EKSISTENSI HAK ULAYAT
MENURUT UUPA
..................................................
(..................................................)
Abstrak
Bertalian dengan hubungan antara bangsa dan
bumi serta air dan kekuasaan negara sebagai yang disebut dalam pasal 1 dan 2
maka di dalam Pasal 3 UUPA No. 5 Tahun 1960 diadakan ketentuan mengenai hak
ulayat dari kesatuan-kesatuan masyarakat hukum yang dimaksud akan mendudukkan
hak itu pada tempat yang sewajarnya didalam alam bernegara dewasa ini. Pasal 3
menentukan, bahwa : “pelaksanaan hak ulayat dan hak-hak serupa itu dari
masyarakat hukum adat, sepanjang menurut kenyataannya masih ada, harus
sedemikian rupa sehingga sesuai dengan kepentingan nasional dan negara, yang
berdasarkan atas persatuan bangsa serta tidak boleh bertentangan dengan
Undang-undang dan peraturan-peraturan lain yang lebih tinggi”.
Ketentuan ini pertama-tama
berpangkal pada pengakuan adanya hak ulayat itu dalam hukum Agraria yang baru.

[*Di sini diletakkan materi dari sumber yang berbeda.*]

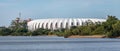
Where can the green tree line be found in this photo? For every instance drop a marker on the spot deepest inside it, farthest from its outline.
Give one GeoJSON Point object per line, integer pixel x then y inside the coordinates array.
{"type": "Point", "coordinates": [110, 28]}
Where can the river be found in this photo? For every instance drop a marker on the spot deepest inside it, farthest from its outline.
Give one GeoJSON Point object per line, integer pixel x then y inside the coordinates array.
{"type": "Point", "coordinates": [54, 43]}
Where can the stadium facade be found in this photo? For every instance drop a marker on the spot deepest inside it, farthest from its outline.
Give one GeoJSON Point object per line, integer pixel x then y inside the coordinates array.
{"type": "Point", "coordinates": [59, 23]}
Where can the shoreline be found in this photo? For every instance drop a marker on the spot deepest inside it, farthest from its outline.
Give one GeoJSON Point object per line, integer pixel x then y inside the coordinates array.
{"type": "Point", "coordinates": [87, 36]}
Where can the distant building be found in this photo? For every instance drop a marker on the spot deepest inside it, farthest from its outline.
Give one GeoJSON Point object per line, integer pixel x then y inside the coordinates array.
{"type": "Point", "coordinates": [59, 23]}
{"type": "Point", "coordinates": [20, 23]}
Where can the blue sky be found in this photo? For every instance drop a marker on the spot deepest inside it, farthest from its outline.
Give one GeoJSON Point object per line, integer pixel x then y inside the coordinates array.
{"type": "Point", "coordinates": [9, 9]}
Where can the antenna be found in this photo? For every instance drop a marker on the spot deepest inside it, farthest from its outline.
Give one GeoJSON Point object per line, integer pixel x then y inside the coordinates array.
{"type": "Point", "coordinates": [19, 14]}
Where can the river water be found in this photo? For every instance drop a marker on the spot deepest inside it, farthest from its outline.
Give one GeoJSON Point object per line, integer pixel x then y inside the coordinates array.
{"type": "Point", "coordinates": [53, 43]}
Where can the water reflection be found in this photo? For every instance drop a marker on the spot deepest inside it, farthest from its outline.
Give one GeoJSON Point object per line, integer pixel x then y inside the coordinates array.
{"type": "Point", "coordinates": [46, 43]}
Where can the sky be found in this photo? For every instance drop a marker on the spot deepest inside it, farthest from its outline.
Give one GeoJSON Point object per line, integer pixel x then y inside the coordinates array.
{"type": "Point", "coordinates": [36, 9]}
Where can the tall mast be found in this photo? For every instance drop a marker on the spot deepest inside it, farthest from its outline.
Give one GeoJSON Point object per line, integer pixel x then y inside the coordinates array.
{"type": "Point", "coordinates": [19, 14]}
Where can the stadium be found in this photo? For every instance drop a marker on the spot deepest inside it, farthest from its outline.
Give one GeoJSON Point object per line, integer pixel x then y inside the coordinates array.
{"type": "Point", "coordinates": [59, 23]}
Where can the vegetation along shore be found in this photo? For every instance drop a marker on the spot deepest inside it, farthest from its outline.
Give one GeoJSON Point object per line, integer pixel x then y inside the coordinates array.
{"type": "Point", "coordinates": [108, 29]}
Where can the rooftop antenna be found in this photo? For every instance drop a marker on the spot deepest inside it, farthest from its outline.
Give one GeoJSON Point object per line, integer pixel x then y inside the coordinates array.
{"type": "Point", "coordinates": [19, 14]}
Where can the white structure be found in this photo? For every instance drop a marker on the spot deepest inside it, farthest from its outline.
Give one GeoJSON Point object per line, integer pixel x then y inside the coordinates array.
{"type": "Point", "coordinates": [58, 23]}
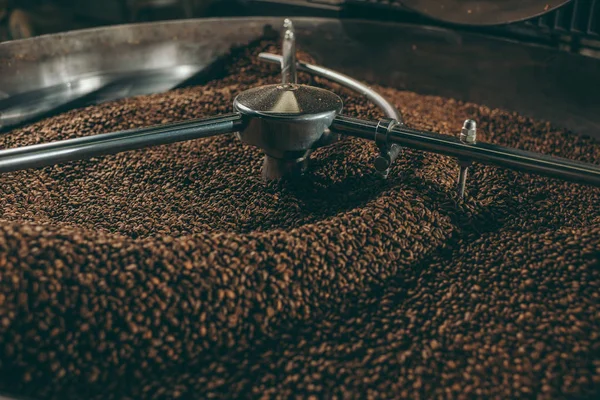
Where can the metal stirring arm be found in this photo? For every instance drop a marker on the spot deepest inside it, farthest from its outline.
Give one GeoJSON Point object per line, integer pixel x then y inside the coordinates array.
{"type": "Point", "coordinates": [42, 155]}
{"type": "Point", "coordinates": [480, 152]}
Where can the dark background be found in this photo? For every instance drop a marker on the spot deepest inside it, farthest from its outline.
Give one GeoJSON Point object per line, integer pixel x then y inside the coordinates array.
{"type": "Point", "coordinates": [574, 27]}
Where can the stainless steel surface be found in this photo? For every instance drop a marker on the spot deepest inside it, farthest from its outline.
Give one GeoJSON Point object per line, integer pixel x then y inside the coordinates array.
{"type": "Point", "coordinates": [535, 81]}
{"type": "Point", "coordinates": [29, 106]}
{"type": "Point", "coordinates": [483, 12]}
{"type": "Point", "coordinates": [110, 143]}
{"type": "Point", "coordinates": [288, 63]}
{"type": "Point", "coordinates": [480, 152]}
{"type": "Point", "coordinates": [388, 109]}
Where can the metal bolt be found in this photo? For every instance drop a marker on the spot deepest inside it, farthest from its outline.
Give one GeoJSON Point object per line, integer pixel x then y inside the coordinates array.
{"type": "Point", "coordinates": [468, 135]}
{"type": "Point", "coordinates": [387, 152]}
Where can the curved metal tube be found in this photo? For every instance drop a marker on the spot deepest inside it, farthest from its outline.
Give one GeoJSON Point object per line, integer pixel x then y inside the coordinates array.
{"type": "Point", "coordinates": [480, 152]}
{"type": "Point", "coordinates": [42, 155]}
{"type": "Point", "coordinates": [388, 108]}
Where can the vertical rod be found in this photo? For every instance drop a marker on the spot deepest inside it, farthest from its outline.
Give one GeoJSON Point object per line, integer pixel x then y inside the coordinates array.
{"type": "Point", "coordinates": [288, 65]}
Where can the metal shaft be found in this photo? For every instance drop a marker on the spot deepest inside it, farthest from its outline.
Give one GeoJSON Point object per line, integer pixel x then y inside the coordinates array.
{"type": "Point", "coordinates": [480, 152]}
{"type": "Point", "coordinates": [288, 63]}
{"type": "Point", "coordinates": [110, 143]}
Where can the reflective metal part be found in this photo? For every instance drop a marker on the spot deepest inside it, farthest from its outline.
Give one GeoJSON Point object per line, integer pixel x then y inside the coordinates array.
{"type": "Point", "coordinates": [388, 108]}
{"type": "Point", "coordinates": [286, 122]}
{"type": "Point", "coordinates": [288, 63]}
{"type": "Point", "coordinates": [387, 151]}
{"type": "Point", "coordinates": [462, 177]}
{"type": "Point", "coordinates": [480, 152]}
{"type": "Point", "coordinates": [110, 143]}
{"type": "Point", "coordinates": [468, 135]}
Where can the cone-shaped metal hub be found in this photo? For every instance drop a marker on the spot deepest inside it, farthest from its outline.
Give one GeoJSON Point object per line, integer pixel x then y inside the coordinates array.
{"type": "Point", "coordinates": [286, 121]}
{"type": "Point", "coordinates": [289, 101]}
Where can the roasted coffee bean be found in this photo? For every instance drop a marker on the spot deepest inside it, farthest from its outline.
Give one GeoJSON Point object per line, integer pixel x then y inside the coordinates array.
{"type": "Point", "coordinates": [176, 272]}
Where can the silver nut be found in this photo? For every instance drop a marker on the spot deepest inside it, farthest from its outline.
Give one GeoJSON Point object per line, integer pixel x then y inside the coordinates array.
{"type": "Point", "coordinates": [468, 133]}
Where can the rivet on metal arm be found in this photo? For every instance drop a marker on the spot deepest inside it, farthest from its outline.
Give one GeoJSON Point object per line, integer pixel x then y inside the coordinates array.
{"type": "Point", "coordinates": [387, 152]}
{"type": "Point", "coordinates": [468, 135]}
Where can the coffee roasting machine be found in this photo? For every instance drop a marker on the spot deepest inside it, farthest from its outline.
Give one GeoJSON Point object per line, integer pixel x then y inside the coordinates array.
{"type": "Point", "coordinates": [287, 121]}
{"type": "Point", "coordinates": [540, 59]}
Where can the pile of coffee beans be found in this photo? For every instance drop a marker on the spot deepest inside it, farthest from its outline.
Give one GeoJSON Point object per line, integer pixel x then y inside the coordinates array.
{"type": "Point", "coordinates": [176, 272]}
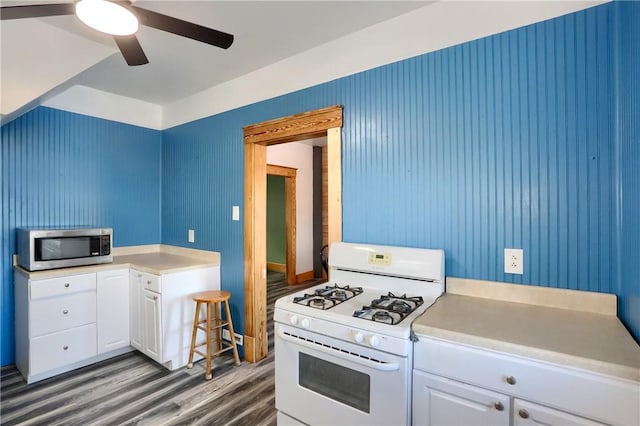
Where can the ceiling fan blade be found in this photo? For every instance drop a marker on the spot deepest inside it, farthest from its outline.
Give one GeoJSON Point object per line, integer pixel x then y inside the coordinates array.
{"type": "Point", "coordinates": [183, 28]}
{"type": "Point", "coordinates": [131, 50]}
{"type": "Point", "coordinates": [37, 10]}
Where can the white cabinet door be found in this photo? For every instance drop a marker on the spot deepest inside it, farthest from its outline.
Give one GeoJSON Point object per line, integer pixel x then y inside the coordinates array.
{"type": "Point", "coordinates": [440, 401]}
{"type": "Point", "coordinates": [113, 310]}
{"type": "Point", "coordinates": [135, 309]}
{"type": "Point", "coordinates": [526, 413]}
{"type": "Point", "coordinates": [152, 325]}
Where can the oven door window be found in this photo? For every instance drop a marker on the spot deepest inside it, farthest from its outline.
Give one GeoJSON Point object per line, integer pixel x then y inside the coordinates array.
{"type": "Point", "coordinates": [334, 381]}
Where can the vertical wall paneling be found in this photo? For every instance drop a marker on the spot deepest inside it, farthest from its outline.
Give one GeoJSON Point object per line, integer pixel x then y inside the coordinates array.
{"type": "Point", "coordinates": [64, 169]}
{"type": "Point", "coordinates": [500, 142]}
{"type": "Point", "coordinates": [507, 141]}
{"type": "Point", "coordinates": [628, 158]}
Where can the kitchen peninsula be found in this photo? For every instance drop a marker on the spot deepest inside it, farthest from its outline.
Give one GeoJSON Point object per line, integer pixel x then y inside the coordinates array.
{"type": "Point", "coordinates": [72, 317]}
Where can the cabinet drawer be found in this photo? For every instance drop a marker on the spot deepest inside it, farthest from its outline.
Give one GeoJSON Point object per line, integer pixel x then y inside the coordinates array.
{"type": "Point", "coordinates": [62, 285]}
{"type": "Point", "coordinates": [62, 348]}
{"type": "Point", "coordinates": [151, 282]}
{"type": "Point", "coordinates": [63, 312]}
{"type": "Point", "coordinates": [604, 398]}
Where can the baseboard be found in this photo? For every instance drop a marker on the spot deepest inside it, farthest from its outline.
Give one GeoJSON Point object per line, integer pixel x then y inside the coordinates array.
{"type": "Point", "coordinates": [278, 267]}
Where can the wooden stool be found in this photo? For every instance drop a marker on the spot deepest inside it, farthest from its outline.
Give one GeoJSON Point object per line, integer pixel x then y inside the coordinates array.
{"type": "Point", "coordinates": [212, 298]}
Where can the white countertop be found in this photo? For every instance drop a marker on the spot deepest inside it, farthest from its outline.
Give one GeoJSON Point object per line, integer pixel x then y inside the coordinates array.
{"type": "Point", "coordinates": [155, 259]}
{"type": "Point", "coordinates": [592, 341]}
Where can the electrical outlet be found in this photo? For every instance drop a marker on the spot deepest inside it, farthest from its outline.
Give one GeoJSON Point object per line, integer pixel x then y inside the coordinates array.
{"type": "Point", "coordinates": [513, 261]}
{"type": "Point", "coordinates": [239, 337]}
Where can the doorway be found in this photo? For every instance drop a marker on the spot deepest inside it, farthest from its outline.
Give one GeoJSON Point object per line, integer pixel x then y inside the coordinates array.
{"type": "Point", "coordinates": [322, 122]}
{"type": "Point", "coordinates": [289, 176]}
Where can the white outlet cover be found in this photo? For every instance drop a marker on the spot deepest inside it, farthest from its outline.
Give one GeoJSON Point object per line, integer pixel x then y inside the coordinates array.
{"type": "Point", "coordinates": [513, 261]}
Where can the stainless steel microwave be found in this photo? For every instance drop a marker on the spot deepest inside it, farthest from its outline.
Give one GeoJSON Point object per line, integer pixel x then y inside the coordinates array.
{"type": "Point", "coordinates": [40, 249]}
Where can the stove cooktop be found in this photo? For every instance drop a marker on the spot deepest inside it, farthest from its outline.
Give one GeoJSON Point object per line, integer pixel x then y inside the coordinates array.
{"type": "Point", "coordinates": [328, 296]}
{"type": "Point", "coordinates": [388, 309]}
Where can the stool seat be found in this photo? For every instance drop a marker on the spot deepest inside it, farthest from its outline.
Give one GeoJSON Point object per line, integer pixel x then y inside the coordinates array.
{"type": "Point", "coordinates": [212, 298]}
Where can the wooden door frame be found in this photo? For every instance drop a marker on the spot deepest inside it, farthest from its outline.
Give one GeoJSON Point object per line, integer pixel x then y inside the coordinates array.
{"type": "Point", "coordinates": [321, 122]}
{"type": "Point", "coordinates": [289, 175]}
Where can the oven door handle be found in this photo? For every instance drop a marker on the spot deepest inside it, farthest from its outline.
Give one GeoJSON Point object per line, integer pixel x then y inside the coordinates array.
{"type": "Point", "coordinates": [387, 366]}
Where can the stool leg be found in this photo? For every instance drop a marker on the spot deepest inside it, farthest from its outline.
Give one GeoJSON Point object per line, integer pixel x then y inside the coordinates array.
{"type": "Point", "coordinates": [193, 335]}
{"type": "Point", "coordinates": [231, 333]}
{"type": "Point", "coordinates": [208, 374]}
{"type": "Point", "coordinates": [218, 321]}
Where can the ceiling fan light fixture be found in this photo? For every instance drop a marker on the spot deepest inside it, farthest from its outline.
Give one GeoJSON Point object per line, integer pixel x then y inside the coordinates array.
{"type": "Point", "coordinates": [107, 17]}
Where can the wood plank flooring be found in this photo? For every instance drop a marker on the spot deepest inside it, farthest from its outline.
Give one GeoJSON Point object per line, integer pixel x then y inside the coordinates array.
{"type": "Point", "coordinates": [133, 390]}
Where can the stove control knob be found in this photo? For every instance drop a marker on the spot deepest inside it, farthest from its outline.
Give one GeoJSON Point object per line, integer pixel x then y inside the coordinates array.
{"type": "Point", "coordinates": [373, 341]}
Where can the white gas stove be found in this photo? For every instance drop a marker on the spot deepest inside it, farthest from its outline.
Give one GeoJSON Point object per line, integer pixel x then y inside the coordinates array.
{"type": "Point", "coordinates": [343, 349]}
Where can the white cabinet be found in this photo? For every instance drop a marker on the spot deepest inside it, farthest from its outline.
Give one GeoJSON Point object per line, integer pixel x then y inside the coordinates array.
{"type": "Point", "coordinates": [55, 323]}
{"type": "Point", "coordinates": [527, 413]}
{"type": "Point", "coordinates": [441, 401]}
{"type": "Point", "coordinates": [69, 321]}
{"type": "Point", "coordinates": [113, 309]}
{"type": "Point", "coordinates": [162, 310]}
{"type": "Point", "coordinates": [152, 323]}
{"type": "Point", "coordinates": [460, 384]}
{"type": "Point", "coordinates": [135, 313]}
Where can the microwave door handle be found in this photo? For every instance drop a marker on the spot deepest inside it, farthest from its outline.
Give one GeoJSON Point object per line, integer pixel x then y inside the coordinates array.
{"type": "Point", "coordinates": [391, 366]}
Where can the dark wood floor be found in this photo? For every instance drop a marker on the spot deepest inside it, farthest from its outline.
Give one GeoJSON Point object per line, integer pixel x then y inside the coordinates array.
{"type": "Point", "coordinates": [133, 390]}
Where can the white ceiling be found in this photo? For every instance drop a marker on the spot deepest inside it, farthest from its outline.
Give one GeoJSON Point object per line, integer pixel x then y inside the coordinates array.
{"type": "Point", "coordinates": [58, 61]}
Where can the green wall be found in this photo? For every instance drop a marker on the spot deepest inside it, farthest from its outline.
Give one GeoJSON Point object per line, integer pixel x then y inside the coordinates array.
{"type": "Point", "coordinates": [276, 247]}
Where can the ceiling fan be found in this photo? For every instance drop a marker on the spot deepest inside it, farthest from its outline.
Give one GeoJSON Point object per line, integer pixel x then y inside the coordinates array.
{"type": "Point", "coordinates": [121, 19]}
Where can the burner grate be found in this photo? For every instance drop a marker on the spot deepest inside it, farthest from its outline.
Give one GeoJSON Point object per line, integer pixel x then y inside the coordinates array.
{"type": "Point", "coordinates": [389, 309]}
{"type": "Point", "coordinates": [328, 297]}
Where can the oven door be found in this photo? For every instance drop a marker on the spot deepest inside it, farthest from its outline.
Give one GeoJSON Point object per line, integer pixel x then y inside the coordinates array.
{"type": "Point", "coordinates": [321, 380]}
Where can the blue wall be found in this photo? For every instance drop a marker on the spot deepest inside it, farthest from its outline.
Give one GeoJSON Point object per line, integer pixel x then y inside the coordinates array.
{"type": "Point", "coordinates": [628, 161]}
{"type": "Point", "coordinates": [526, 139]}
{"type": "Point", "coordinates": [59, 169]}
{"type": "Point", "coordinates": [507, 141]}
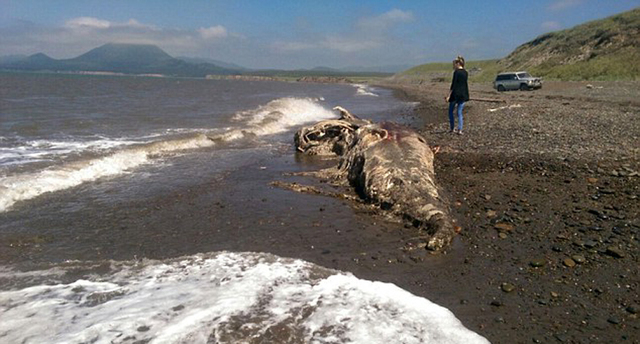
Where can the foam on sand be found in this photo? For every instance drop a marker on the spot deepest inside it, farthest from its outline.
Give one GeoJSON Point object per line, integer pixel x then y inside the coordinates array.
{"type": "Point", "coordinates": [275, 117]}
{"type": "Point", "coordinates": [224, 298]}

Sebagai mana diketahui biarpun menurut kenyataannya hak ulayat itu ada dan
berlaku serta diperhatikan pula didalam keputusan-keputusan hakim, belum pernah
hak tersebut diakui secara resmi didalam Undang-undang, dengan akibat bahwa
didalam melaksanakan peraturan-peraturan agraria, hak ulayat itu pada jaman
penjajahan dulu sering kali diabaikan.
Tetapi sebaliknya tidaklah dapat
dibenarkan, jika berdasarkan hak ulayat itu masyarakat-masyarakat hukum
tersebut menghalang-halangi pemberian hak guna usaha itu, sedangkan pemberian
hak tersebut di daerah itu sungguh perlu untuk kepentingan yang lebih luas.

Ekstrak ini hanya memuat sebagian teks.